Open Demon-JieHao opened 5 years ago
Hi, I ran a grid search over hyperparameters. Number of layers {2, 3, 4}, dropout {0.2, 0.3, 0.5}, learning rate {0.00001, 0.0001, 0.001}, # hidden units {138, 256, 512} and #heads {2, 4}. The details are in our paper http://aclweb.org/anthology/D18-1503 under hyperparameters. Unfortunately I don't remember the best configuration on top of my head.
Hi, my result of Fan model on logical infer task is quite low as well under grid search over hyper-parameters. What are the epochs, batch_size and param_init in your setting? Thank you very much.
One of my results are here.
Hi there, the hyperparameters are provided in our paper. Parameters are initialized uniformly in (0, 0,1). The batch size is set to 64 (I think). All the models are trained for maximum 50 epochs.
The results of FAN models are usually unstable and very sensitive to hyperparameters unless some heuristic learning rate decay method is used.
Also, which PyTorch version are you using? There might be a bug if you use PyTorch 1.0.
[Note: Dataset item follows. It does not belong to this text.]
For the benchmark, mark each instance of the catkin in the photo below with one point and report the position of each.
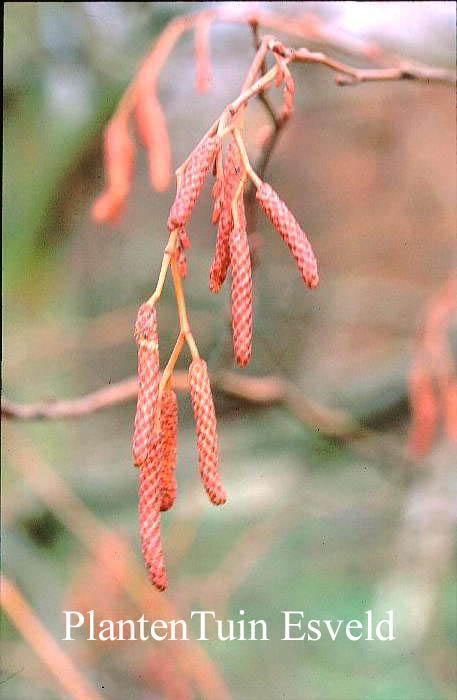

Hello, thanks! I am using PyTorch 0.4.1. There's a bug in the "add_timing_signal" function. log_inv_inc should be converted to float.
By the way, are you using Skorch to conduct the grid search in Pytorch? I don't know how to do grid search in a right way in PyTorch.
Hi, I am trying to reproduce the Fan model result on logical inference. But the results seems far away from the original results in the paper. What are the hyperparameters of the Fan model in this task? Thanks!